I have a half-baked theory that the spellbinding effect tower blocks have on me is due to some residual/genetic memory of stone circle worship. Single (office) tower blocks, fancy designs, etc, don’t really do the trick. It’s those slab-like local authority blocks, usually in formations of 3s, 4s, 6s, etc, that do it for me, especially in silhouette when you can’t see the details. Not doubt the histories of lives lived in and around them, pirate radio stations operating from upper stories, utopian dreams becoming pavement-plunging suicides, underworld associations, police no-go areas, etc, all add to the mythological aspect too. Though cooling towers are pretty good too. The urban cooling tower is a thing of the past, but when I was a kid, growing up in Neasden, I used to have a view from my bedroom of the Harlesden skyline, which boasted three cooling towers at Acton Lane Power Station and a substation at Taylor’s Lane; the tower blocks of the notorious Stonebridge estate were omnipresent too. Further round on the skyline was the equally notorious Chalkhill Estate, Wembley Stadium, Harrow-on-the-Hill, Kingsbury.
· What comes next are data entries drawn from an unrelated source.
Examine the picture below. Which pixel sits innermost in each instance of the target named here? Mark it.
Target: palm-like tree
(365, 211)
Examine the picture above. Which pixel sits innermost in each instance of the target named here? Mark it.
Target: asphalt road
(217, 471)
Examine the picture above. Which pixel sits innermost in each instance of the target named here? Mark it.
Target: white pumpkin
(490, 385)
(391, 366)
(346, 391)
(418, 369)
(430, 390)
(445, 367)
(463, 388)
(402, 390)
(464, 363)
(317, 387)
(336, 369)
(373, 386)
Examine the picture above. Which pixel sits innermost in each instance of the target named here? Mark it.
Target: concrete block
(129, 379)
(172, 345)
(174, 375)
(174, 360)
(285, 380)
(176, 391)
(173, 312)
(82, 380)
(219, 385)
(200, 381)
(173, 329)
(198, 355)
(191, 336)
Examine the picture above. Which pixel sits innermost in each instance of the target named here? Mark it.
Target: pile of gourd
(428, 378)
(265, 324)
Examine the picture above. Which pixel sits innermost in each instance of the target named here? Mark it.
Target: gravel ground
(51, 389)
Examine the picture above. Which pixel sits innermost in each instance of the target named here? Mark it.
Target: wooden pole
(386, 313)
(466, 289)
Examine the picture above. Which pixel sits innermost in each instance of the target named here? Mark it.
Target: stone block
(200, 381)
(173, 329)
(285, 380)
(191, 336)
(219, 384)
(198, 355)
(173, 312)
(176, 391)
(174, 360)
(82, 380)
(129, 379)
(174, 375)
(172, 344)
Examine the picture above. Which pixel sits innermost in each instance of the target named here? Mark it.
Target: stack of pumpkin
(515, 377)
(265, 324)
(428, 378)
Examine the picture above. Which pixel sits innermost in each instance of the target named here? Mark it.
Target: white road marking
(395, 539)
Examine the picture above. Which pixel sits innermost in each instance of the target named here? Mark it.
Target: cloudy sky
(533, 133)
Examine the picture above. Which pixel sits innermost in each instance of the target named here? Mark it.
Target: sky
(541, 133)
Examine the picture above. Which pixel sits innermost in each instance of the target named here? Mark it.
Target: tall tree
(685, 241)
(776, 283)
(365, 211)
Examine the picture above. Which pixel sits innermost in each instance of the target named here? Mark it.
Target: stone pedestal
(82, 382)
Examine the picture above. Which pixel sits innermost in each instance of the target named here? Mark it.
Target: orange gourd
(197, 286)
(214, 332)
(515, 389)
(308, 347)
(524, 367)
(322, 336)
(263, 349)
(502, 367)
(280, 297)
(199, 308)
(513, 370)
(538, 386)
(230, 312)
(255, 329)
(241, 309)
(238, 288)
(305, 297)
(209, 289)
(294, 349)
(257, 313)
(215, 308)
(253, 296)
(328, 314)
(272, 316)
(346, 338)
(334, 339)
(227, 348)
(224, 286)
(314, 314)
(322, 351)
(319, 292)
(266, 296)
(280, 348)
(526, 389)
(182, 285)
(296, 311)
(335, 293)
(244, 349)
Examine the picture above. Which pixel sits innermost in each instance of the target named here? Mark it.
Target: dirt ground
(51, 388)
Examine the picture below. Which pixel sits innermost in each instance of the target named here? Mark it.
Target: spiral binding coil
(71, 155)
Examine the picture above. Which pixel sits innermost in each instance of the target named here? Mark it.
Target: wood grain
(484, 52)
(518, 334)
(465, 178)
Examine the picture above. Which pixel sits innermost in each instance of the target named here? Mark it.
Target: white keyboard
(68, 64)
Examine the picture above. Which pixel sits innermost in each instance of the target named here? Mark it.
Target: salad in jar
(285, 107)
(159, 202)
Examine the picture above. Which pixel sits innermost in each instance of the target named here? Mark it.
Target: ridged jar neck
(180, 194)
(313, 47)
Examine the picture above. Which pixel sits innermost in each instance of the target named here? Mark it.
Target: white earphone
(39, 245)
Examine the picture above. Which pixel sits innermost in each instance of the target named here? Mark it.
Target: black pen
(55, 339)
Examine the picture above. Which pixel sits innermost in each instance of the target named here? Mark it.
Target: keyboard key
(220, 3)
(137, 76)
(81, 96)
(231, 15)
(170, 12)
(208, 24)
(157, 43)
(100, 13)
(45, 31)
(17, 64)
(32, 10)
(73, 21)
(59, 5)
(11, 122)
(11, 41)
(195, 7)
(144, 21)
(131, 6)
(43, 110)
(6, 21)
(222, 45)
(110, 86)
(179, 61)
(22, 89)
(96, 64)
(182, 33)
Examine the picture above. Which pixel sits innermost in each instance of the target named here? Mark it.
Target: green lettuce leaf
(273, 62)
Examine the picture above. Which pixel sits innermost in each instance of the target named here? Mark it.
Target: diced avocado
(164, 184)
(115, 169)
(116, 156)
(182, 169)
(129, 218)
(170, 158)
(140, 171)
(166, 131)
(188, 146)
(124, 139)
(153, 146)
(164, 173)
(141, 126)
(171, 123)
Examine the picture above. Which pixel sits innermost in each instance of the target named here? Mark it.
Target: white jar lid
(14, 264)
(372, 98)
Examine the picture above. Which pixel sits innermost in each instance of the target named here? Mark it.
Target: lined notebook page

Again, the demolition ball has wreaked havoc with this mystical skyline, but there you go, that’s London for you.
Currently in Brussels (no, nothing to do with the Euro-institutions), where psychogeographic memories of WW2 are very strong.
Salut!
PS Hope you enjoy your time in Leytonstone – as well as the Hitchcock, The North Star on Browning Rd and The Birkbeck on Langthorne Rd used to be good for a pint when I was there 4+ yrs ago.
PPS the e-mail via my website is currently out of action, you can reach me at u dot river at gmail dot com if you want.